Another nod for Agfa came when they took the time to analyze Exeter’s workflow to devise a cost-effective solution for viewing images. While other vendors recommended the hospital purchase an abundance of workstations, which would have been very expensive and dominate valuable space within the hospital, Agfa suggested using the Agfa web browser so physicians could access images through the hospital’s Meditech EMR via the web on a regular PC. “It really didn’t make sense for us to invest money in these extra workstations and distribute them around the hospital since the majority of our medical staff uses Meditech to access patient information” Martelli says.

This solution allowed Exeter to deploy only five diagnostic workstations for radiologists (three in the main radiology department and two in the outpatient clinic), and four clinical review stations (two in the emergency department, one in the special care unit, and another in the diagnostic imaging department’s front office). “It lowered the cost of the investment and still allowed us to provide our physicians with quality images” she added.

The light at the end of the tunnel

It took 18 months to research vendors, make a decision, sign with Agfa, and go live. The PACS was installed and ready for use in March 2003. Exeter Hospital phased in the implementation by first interfacing the ultrasound department to familiarize physicians with the system, moving on to other departments over the next few months. “We did it slowly to give everyone time to learn and to be trained properly. That way we could work out any bugs in the system, instead of having all the departments go live at once,” Martelli says.

Agfa was on-site at several points to offer hands-on training. Physicians received one-on-one IT training that included instruction on network access, use of the Meditech system and a demonstration of the Agfa web application. In addition, a user guide took the reader through basic functions of the application.

For long-term archiving, the PACS utilizes an EMC Centera (Gen 4, software version 3.0.3) that features 8 terabytes (TB) of storage space. It also provides redundancy by automatically duplicating every piece of stored data. An EMC CLARiioN storage area network (SAN) takes care of short-term storage, making two years of data easily accessible via PACS.

Adapting to new technology

Implementing PACS also allowed Exeter Hospital to decrease the amount of time needed to interpret breast MRI examinations. “If we didn’t have PACS, it would take the radiologist up to an hour to read these studies because there are over 1,000 images [per exam], which is over 100 sheets of film,” Martelli says. “PACS allows us to scroll through and manipulate these images very quickly on the workstation.”  

They’re also going to be adding digital mammography in August, which will make images available in PACS for the radiologist and referring physicians to examine.
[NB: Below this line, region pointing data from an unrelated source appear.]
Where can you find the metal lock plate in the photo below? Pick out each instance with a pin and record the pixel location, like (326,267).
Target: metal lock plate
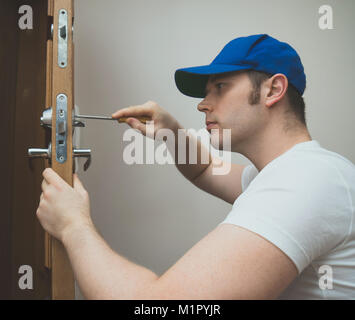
(61,128)
(63,39)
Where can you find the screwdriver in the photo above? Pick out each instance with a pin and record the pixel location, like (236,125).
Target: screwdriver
(142,119)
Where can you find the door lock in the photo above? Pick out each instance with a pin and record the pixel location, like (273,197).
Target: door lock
(47,154)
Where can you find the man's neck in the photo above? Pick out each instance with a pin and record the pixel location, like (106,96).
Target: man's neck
(270,146)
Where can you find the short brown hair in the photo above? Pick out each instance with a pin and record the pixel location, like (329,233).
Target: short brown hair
(296,101)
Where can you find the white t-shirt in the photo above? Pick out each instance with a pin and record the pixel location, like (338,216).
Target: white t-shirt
(303,202)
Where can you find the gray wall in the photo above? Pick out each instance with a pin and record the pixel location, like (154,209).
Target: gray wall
(126,54)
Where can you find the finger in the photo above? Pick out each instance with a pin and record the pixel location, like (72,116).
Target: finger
(134,111)
(136,124)
(52,177)
(44,185)
(77,183)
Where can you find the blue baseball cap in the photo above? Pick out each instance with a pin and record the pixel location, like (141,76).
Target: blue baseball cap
(259,52)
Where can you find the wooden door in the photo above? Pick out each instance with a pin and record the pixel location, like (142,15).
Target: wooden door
(32,78)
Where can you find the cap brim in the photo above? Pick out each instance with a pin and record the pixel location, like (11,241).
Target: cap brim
(192,81)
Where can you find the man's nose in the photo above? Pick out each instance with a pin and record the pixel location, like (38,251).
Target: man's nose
(204,106)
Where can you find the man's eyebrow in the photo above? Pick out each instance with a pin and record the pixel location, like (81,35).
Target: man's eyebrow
(212,80)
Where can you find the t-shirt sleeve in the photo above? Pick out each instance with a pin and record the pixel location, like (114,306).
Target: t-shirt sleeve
(303,210)
(248,174)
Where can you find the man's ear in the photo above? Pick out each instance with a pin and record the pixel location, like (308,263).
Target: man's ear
(276,87)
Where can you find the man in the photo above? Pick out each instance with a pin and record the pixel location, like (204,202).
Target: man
(291,231)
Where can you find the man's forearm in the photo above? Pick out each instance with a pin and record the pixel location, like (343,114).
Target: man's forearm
(100,272)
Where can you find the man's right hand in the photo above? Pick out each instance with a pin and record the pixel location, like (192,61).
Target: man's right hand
(162,119)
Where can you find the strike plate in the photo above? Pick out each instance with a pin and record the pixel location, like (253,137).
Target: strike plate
(61,128)
(63,38)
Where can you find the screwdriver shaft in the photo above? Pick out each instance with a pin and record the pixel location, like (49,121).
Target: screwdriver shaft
(142,119)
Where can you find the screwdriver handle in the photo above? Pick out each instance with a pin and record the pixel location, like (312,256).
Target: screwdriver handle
(142,119)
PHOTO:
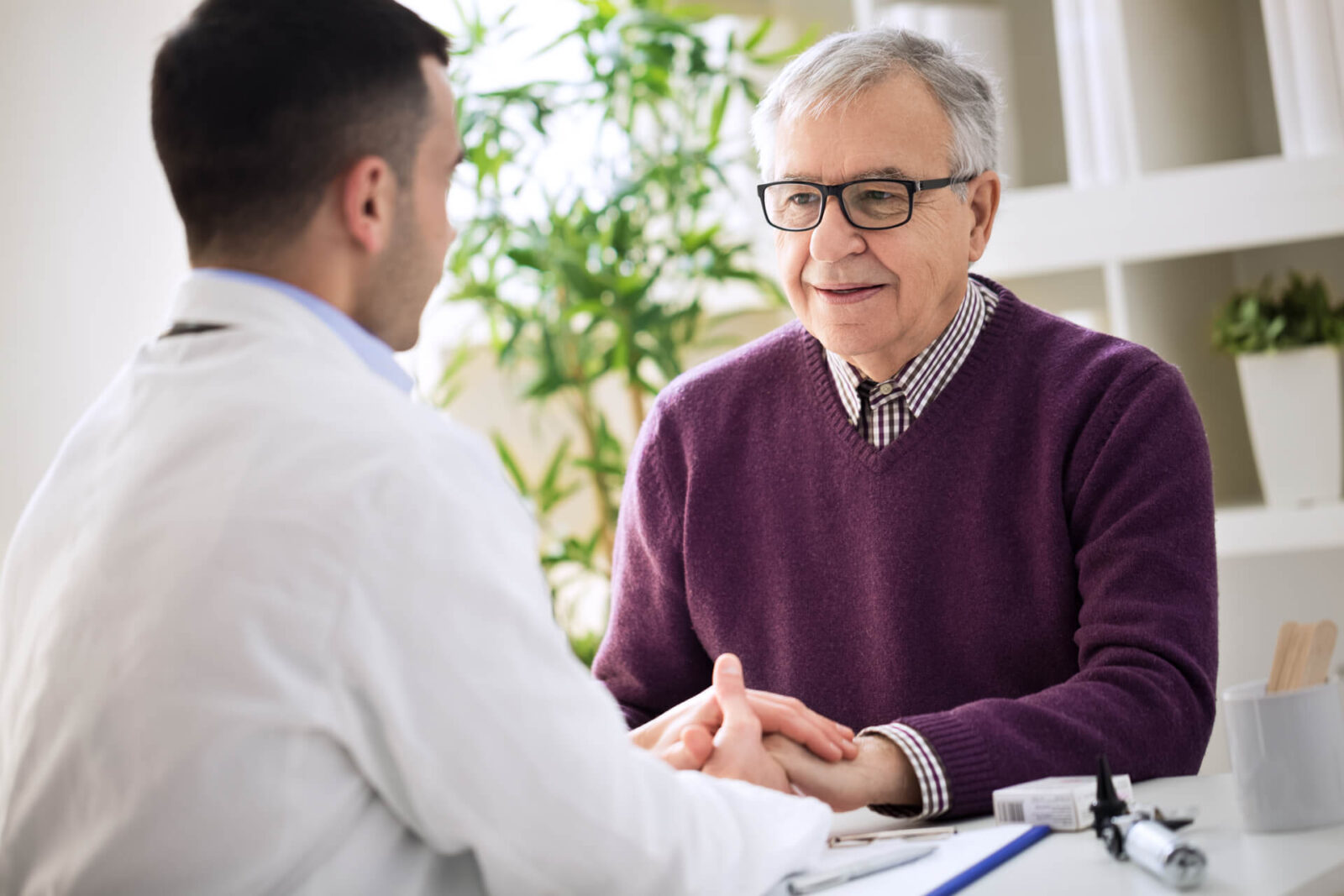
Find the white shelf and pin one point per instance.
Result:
(1254, 531)
(1169, 214)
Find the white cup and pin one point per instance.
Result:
(1288, 755)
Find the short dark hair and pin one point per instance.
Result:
(259, 103)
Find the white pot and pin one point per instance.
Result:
(1294, 406)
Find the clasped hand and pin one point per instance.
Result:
(774, 741)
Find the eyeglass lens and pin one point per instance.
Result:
(870, 203)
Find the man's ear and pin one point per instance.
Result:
(369, 199)
(983, 199)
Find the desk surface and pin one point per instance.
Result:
(1308, 862)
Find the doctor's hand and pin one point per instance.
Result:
(685, 731)
(880, 774)
(738, 747)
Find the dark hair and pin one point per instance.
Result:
(260, 103)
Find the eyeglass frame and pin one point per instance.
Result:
(837, 190)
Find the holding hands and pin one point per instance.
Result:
(776, 741)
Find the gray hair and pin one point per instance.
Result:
(839, 69)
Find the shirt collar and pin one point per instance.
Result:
(921, 378)
(375, 354)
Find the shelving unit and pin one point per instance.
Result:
(1159, 186)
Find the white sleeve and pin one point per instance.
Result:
(463, 705)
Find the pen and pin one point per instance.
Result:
(823, 880)
(900, 833)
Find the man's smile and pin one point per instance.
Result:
(846, 293)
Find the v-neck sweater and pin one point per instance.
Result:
(1026, 577)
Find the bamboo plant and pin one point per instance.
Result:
(602, 278)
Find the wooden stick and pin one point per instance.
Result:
(1315, 661)
(1278, 671)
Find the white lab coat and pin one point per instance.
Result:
(269, 626)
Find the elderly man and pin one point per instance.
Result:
(925, 506)
(268, 626)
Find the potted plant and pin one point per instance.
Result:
(593, 289)
(1287, 344)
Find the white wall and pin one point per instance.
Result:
(91, 248)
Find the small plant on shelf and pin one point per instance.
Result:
(1288, 349)
(1263, 320)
They’re also planning an upgrade to the next version of IMPAX 6.2, which will be web-based. All clinical users will have the same image access and manipulation tools as the radiologist.

“Luckily, we have a CEO who has a great vision, who wants to stay on the leading edge of technology and stay ahead of the competition,” Martelli says. “It’s the vision and goal of the hospital to stay a leader in our region and on the leading edge of technology. This vision gives us the ability to follow through with projects such as this.”